Another point I find particularly interesting is the distinction he makes between “work” — that for which we generally get paid, something we do “by the hour. It begins and ends at a specific time” whereas “Labor, on the other hand, sets its own pace” (50)
This difference between work and labour gets carried through into the discussion of the difference between gift and commodity exchange wherein “the cardinal difference is . . . that a gift establishes a feeling-bond between two people, while the sale of a commodity leaves no necessary connection” (56).

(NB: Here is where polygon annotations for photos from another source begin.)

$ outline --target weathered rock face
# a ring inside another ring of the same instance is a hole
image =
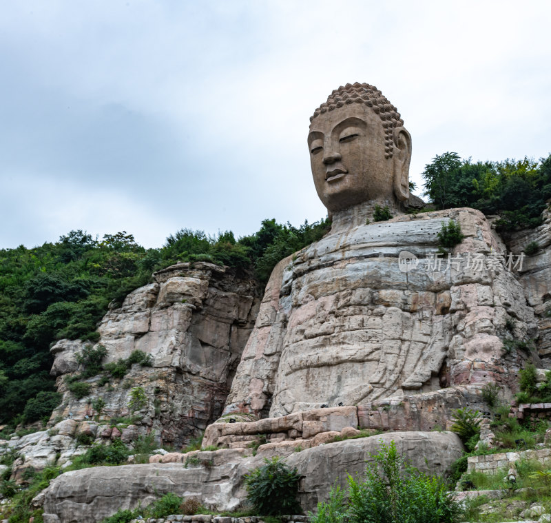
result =
[[[551,211],[546,209],[542,217],[543,223],[539,227],[513,234],[508,247],[519,254],[532,242],[538,245],[537,252],[524,258],[519,281],[536,314],[538,353],[545,368],[551,369]]]
[[[434,257],[450,219],[466,238],[448,263]],[[339,230],[284,260],[225,411],[275,417],[451,384],[510,384],[520,360],[503,349],[506,322],[521,338],[537,328],[506,260],[492,254],[502,247],[481,213],[459,209]],[[404,251],[421,258],[408,271]]]
[[[91,419],[92,402],[99,398],[105,402],[100,420],[129,416],[129,395],[136,387],[148,399],[134,413],[138,431],[152,430],[163,443],[181,446],[220,416],[258,311],[256,282],[205,263],[174,265],[154,279],[106,314],[98,329],[98,343],[107,349],[104,362],[140,350],[150,355],[152,367],[134,365],[124,378],[103,386],[100,376],[90,378],[90,396],[79,400],[63,375],[77,371],[75,353],[85,344],[62,340],[51,349],[52,373],[63,392],[52,420]]]
[[[412,464],[435,474],[444,473],[462,451],[459,438],[451,433],[408,432],[347,440],[294,452],[286,462],[305,476],[300,485],[302,508],[314,509],[318,501],[326,499],[335,481],[344,486],[346,472],[361,473],[368,453],[377,453],[381,441],[389,444],[391,440]],[[246,497],[243,476],[261,465],[263,459],[260,455],[247,457],[243,450],[227,449],[201,452],[199,463],[188,463],[187,467],[181,463],[150,463],[66,473],[54,480],[46,491],[44,521],[92,523],[119,509],[145,506],[166,492],[184,498],[196,496],[205,506],[218,511],[233,510]]]

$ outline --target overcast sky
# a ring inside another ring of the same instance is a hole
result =
[[[551,152],[548,1],[0,0],[0,248],[326,215],[309,119],[376,85],[435,154]]]

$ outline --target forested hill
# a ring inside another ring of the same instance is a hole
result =
[[[121,303],[152,273],[177,262],[229,265],[265,282],[282,258],[320,239],[327,221],[300,227],[264,220],[254,234],[208,237],[182,229],[160,249],[138,245],[125,232],[98,241],[81,230],[55,243],[0,250],[0,424],[48,418],[61,400],[49,376],[50,347],[68,338],[96,340],[112,300]],[[0,433],[0,438],[2,434]]]

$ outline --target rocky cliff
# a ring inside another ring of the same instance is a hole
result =
[[[439,265],[438,233],[450,219],[466,237],[450,253],[459,265],[448,264],[447,255]],[[531,242],[538,248],[519,264]],[[417,259],[417,271],[400,270],[404,250]],[[508,265],[509,253],[516,257]],[[461,266],[475,254],[481,256],[479,269]],[[487,382],[511,398],[528,360],[551,368],[550,271],[548,212],[541,226],[505,242],[490,221],[468,209],[402,216],[329,234],[278,265],[262,302],[254,281],[227,269],[169,267],[129,295],[98,327],[106,361],[140,350],[151,356],[152,367],[134,365],[124,378],[103,385],[100,376],[88,378],[91,393],[77,400],[64,376],[79,371],[75,354],[83,344],[60,342],[52,349],[52,372],[63,392],[51,421],[58,422],[59,433],[25,437],[26,449],[24,438],[10,445],[34,455],[36,463],[41,449],[69,445],[56,458],[61,464],[82,451],[65,435],[70,422],[72,435],[88,431],[96,440],[122,435],[128,442],[154,431],[163,443],[177,447],[208,425],[204,444],[222,447],[63,474],[42,498],[45,521],[51,523],[92,523],[152,500],[156,491],[196,495],[219,510],[231,509],[245,496],[243,475],[275,455],[305,475],[300,495],[303,506],[313,508],[337,478],[360,471],[366,451],[376,449],[381,436],[331,442],[356,427],[388,432],[382,438],[397,441],[404,455],[414,461],[426,456],[433,472],[443,471],[461,444],[451,433],[430,431],[449,429],[455,409],[484,409],[480,389]],[[507,340],[523,345],[508,348]],[[147,404],[132,413],[129,394],[136,387]],[[340,393],[331,395],[335,387]],[[91,400],[98,398],[105,407],[93,422]],[[225,402],[227,416],[213,423]],[[351,409],[352,421],[338,427],[331,421]],[[140,419],[122,435],[109,433],[108,419],[132,413]],[[264,444],[252,456],[251,445],[259,442]],[[115,484],[120,488],[114,496]]]
[[[89,378],[91,391],[79,400],[67,389],[66,378],[80,370],[76,354],[85,344],[61,340],[51,349],[52,373],[63,393],[52,423],[91,420],[97,413],[92,403],[101,398],[105,407],[100,424],[133,416],[131,430],[154,432],[159,444],[180,447],[220,416],[256,317],[258,284],[202,262],[174,265],[153,279],[105,315],[97,344],[107,349],[104,363],[139,350],[150,356],[151,367],[135,364],[123,378],[107,383],[101,375]],[[133,412],[129,401],[135,387],[143,390],[147,402]]]

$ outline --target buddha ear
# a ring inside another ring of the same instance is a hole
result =
[[[411,160],[411,135],[403,127],[394,130],[394,194],[400,201],[409,198],[409,163]]]

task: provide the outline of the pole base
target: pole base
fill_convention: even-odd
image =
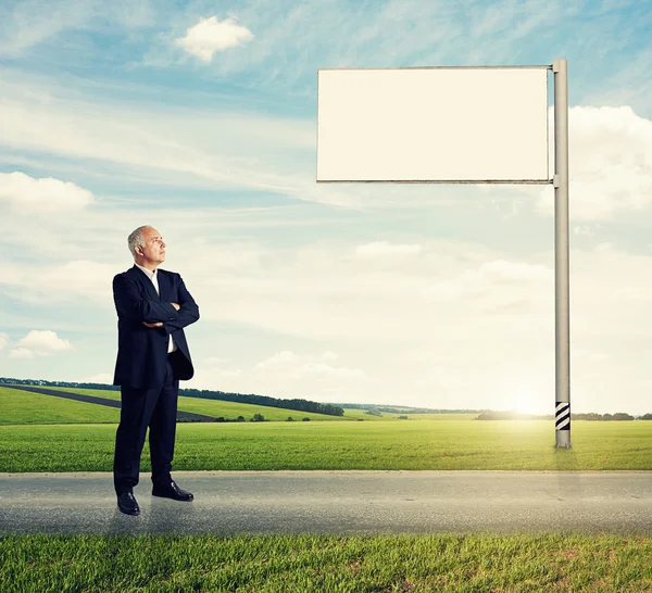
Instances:
[[[569,430],[557,430],[556,431],[556,443],[555,449],[570,449],[570,431]]]

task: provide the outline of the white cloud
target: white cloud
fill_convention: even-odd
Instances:
[[[291,383],[304,382],[306,387],[313,386],[318,390],[367,379],[362,369],[333,366],[324,362],[333,362],[337,354],[329,351],[321,355],[300,355],[286,350],[258,363],[252,371],[258,381],[264,381],[262,384],[271,382],[289,387]]]
[[[421,245],[393,244],[389,241],[374,241],[355,248],[358,255],[409,255],[421,252]]]
[[[112,280],[130,267],[126,262],[127,258],[118,264],[90,260],[39,265],[0,263],[0,286],[14,298],[28,302],[70,303],[71,298],[76,298],[112,307]]]
[[[0,173],[0,203],[20,213],[70,212],[92,203],[92,193],[71,181]]]
[[[18,341],[17,345],[17,352],[21,353],[20,357],[28,357],[26,352],[30,352],[37,356],[50,356],[73,348],[67,340],[59,338],[57,332],[49,329],[33,329],[27,336]],[[15,354],[15,356],[18,355]]]
[[[652,121],[629,106],[576,106],[568,133],[572,219],[609,220],[652,205]],[[540,213],[553,214],[550,198],[550,189],[540,192]]]
[[[86,377],[85,379],[79,379],[78,383],[104,383],[104,384],[113,384],[113,375],[109,373],[99,373],[98,375],[93,375],[92,377]]]
[[[199,23],[186,31],[186,37],[175,40],[188,53],[210,62],[215,52],[241,47],[253,39],[253,34],[229,17],[217,21],[216,16],[200,18]]]
[[[595,236],[595,227],[591,225],[577,225],[573,228],[573,234],[578,237],[594,237]]]
[[[34,352],[26,348],[15,348],[9,351],[12,358],[34,358]]]
[[[554,109],[549,110],[550,175],[554,171]],[[629,106],[575,106],[568,112],[568,210],[584,234],[588,223],[613,220],[652,206],[652,121]],[[552,186],[478,186],[484,192],[526,194],[534,210],[554,215]]]

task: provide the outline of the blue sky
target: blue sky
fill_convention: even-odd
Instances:
[[[200,306],[183,387],[554,405],[548,186],[317,185],[317,70],[568,60],[570,398],[652,412],[652,8],[3,2],[0,376],[110,381],[155,226]]]

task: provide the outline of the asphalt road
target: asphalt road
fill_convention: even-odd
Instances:
[[[178,471],[191,503],[134,493],[111,474],[0,474],[0,533],[652,534],[652,471]]]

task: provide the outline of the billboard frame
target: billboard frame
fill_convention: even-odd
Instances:
[[[318,68],[333,70],[501,70],[544,68],[554,77],[554,175],[548,180],[324,180],[317,184],[472,184],[472,185],[553,185],[554,186],[554,278],[555,278],[555,447],[570,449],[570,331],[569,331],[569,234],[568,234],[568,63],[554,60],[551,65],[532,66],[406,66],[374,68]],[[548,84],[547,84],[548,90]],[[548,97],[547,97],[548,104]],[[318,146],[317,92],[317,146]],[[549,125],[547,118],[547,171],[550,172]],[[317,156],[318,163],[318,156]],[[550,175],[550,173],[549,173]]]

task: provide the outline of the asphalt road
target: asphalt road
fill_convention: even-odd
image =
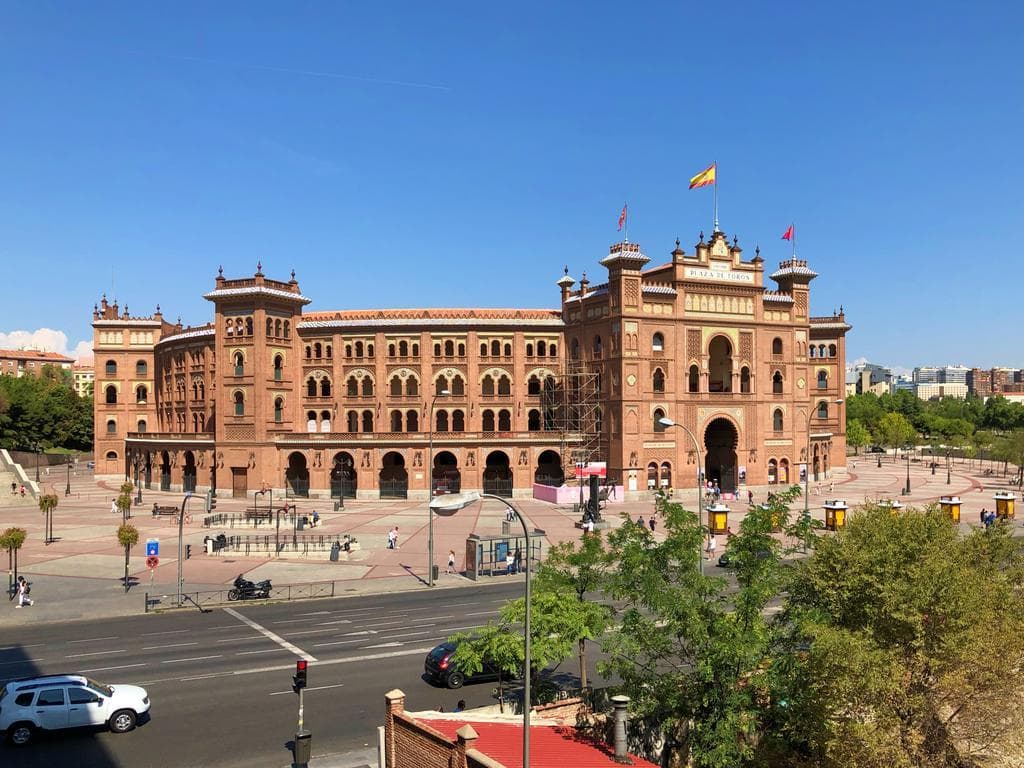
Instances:
[[[123,735],[75,732],[0,748],[23,766],[285,766],[296,730],[296,659],[308,654],[305,726],[313,755],[373,748],[384,693],[410,710],[494,703],[494,685],[437,688],[422,679],[426,652],[453,632],[485,624],[520,584],[312,600],[237,603],[228,610],[143,615],[0,632],[0,680],[83,673],[144,686],[150,722]],[[25,608],[31,610],[31,608]],[[571,668],[571,664],[569,665]]]

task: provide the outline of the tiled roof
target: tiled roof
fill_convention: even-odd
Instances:
[[[522,765],[522,725],[453,718],[422,718],[419,723],[433,728],[456,742],[456,731],[467,723],[476,731],[473,749],[508,768]],[[529,764],[532,768],[614,768],[614,751],[583,735],[575,728],[562,725],[531,725]],[[632,756],[633,765],[657,768],[643,758]]]
[[[15,360],[43,360],[44,362],[74,362],[74,357],[65,357],[56,352],[41,352],[38,349],[0,349],[0,357]]]

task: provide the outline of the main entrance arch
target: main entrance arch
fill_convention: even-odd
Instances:
[[[354,499],[356,487],[355,460],[348,452],[334,455],[331,467],[331,498]]]
[[[434,468],[431,472],[434,494],[458,494],[462,490],[462,473],[459,471],[459,460],[451,451],[441,451],[434,457]]]
[[[309,498],[309,470],[306,468],[306,457],[298,451],[288,457],[288,469],[285,470],[285,496]]]
[[[492,451],[487,454],[483,469],[483,493],[512,498],[512,467],[509,466],[509,457],[504,451]]]
[[[409,498],[409,472],[401,454],[394,451],[384,454],[379,477],[381,499]]]
[[[705,429],[705,476],[723,492],[736,489],[736,446],[739,433],[728,419],[715,419]]]

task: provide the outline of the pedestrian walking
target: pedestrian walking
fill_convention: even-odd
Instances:
[[[35,605],[36,601],[29,597],[29,593],[32,592],[32,587],[29,583],[25,581],[25,577],[17,578],[17,605],[15,608],[20,608],[23,605]]]

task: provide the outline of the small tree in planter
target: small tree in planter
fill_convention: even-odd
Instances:
[[[14,580],[17,579],[17,551],[28,537],[25,528],[7,528],[0,534],[0,547],[7,550],[7,593],[14,599]]]
[[[131,557],[131,548],[138,544],[138,528],[128,522],[121,523],[118,528],[118,544],[125,548],[125,592],[128,591],[128,562]]]

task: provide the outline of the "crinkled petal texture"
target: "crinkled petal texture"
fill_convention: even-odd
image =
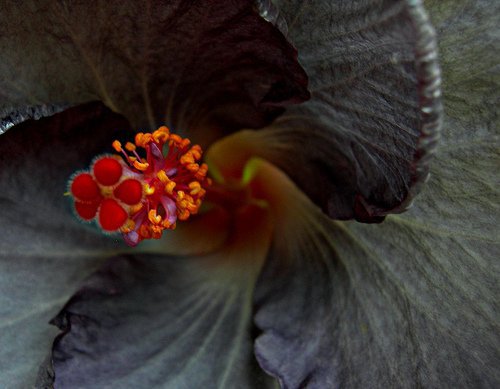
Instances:
[[[0,37],[6,126],[26,106],[101,100],[134,128],[203,128],[208,143],[308,97],[295,49],[249,1],[4,4]]]
[[[102,104],[90,104],[0,137],[2,387],[33,385],[56,334],[48,321],[119,247],[79,223],[64,192],[71,174],[127,128]]]
[[[127,247],[121,236],[78,221],[64,196],[71,175],[127,133],[133,134],[123,117],[89,103],[0,136],[1,387],[33,386],[57,334],[50,319],[107,257]],[[228,222],[214,209],[141,249],[207,254],[227,240]]]
[[[380,225],[331,223],[308,205],[301,230],[276,233],[256,355],[285,388],[500,385],[500,10],[428,4],[447,112],[431,179]]]
[[[261,3],[297,47],[312,97],[259,134],[259,155],[335,219],[403,211],[427,177],[441,112],[421,2]]]
[[[117,257],[87,279],[55,320],[55,387],[271,387],[252,352],[268,212],[241,211],[214,254]]]

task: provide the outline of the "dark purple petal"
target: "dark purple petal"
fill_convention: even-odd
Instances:
[[[415,206],[380,225],[311,211],[275,246],[256,355],[285,388],[500,386],[497,3],[426,2],[447,115]]]
[[[53,349],[56,387],[272,385],[251,338],[269,230],[244,233],[259,220],[248,215],[216,253],[116,257],[86,280],[54,321],[63,330]]]
[[[102,104],[28,120],[0,135],[1,387],[32,387],[50,350],[49,320],[122,243],[75,218],[67,180],[109,150],[127,122]]]
[[[208,143],[309,96],[295,49],[251,1],[4,4],[0,37],[1,111],[100,99],[134,127]]]
[[[441,112],[420,2],[278,1],[268,14],[287,23],[312,98],[269,127],[260,155],[333,218],[405,210],[427,178]]]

Along with the labor of mentoring or in spiritual transformation, Hyde includes parenting, especially the childcare normally provided to society by women, alongside artistic and/or creative endeavour, as examples of undertakings that operate on the borders of these two different economies, the gift economy and the market economy. From my own experience, I think of those occasions when a friend has asked me to knit a sweater for her and offered to pay for it. I have to answer that the only way I will make the sweater, if I choose to, is as a gift. I guess, in Hyde’s terms, I refuse to turn the labor of knitting into work. While my friend might prefer a commodity exchange, which would relieve her of any sense of obligation or beholdedness, I only offer my knitting as a gift. And while she might then want to reciprocate and give me something she has made, the greater gift, in many ways, is to offer simple gratitude. Perhaps, following Hyde (although I don’t want to suggest elevating my knitted gift to the level of the transformative ones he speaks of), at some point this friend will give without expectation of reciprocation to someone else and strengthen social bonds (indeed, perhaps she already has), thereby increasing the gift’s worth immeasurably.
Hyde follows up this theorizing about gift economies vs. market ones by a reading of the work of two poets, Walt Whitman and Ezra Pound. I’m not an Americanist so I’ve only got a superficial familiarity with either poet’s oeuvre, but I found Hyde’s readings convincing and entertaining. I was moved, actually, by his account of Whitman’s service at the bedsides of so many wounded soldiers, and impressed by Pound’s generosity in keeping an eye out for the financial needs of talents he believed needed nurturing. I did know something, of course, of his role in Eliot’s and Joyce’s work, but hadn’t realized quite how extensive his support for other writers was. More importantly, Hyde moves back and forth between these biographical elements and close readings of the poets’ work, considering the way the “gift” figures in it, gift being understood in three ways: the raw talent possessed by an artist; the gift of inspiration which leads to a specific work; and the finished piece of writing or art which is offered as a gift to the reader or general public.
Although this is a scholarly work, as I’ve already mentioned, it is a lively, accessible, and rewarding one. First published in book form in 1979, it’s still quite readily available. Definitely worth a browse, at least, even if just for the first few chapters if you’re not so interested in the literary criticism of the last half of the book. There’s also a bibliography that promises to be very useful to anyone who wants to delve further into the history of the gift, or of usury, or of the move from the gift to the market economy.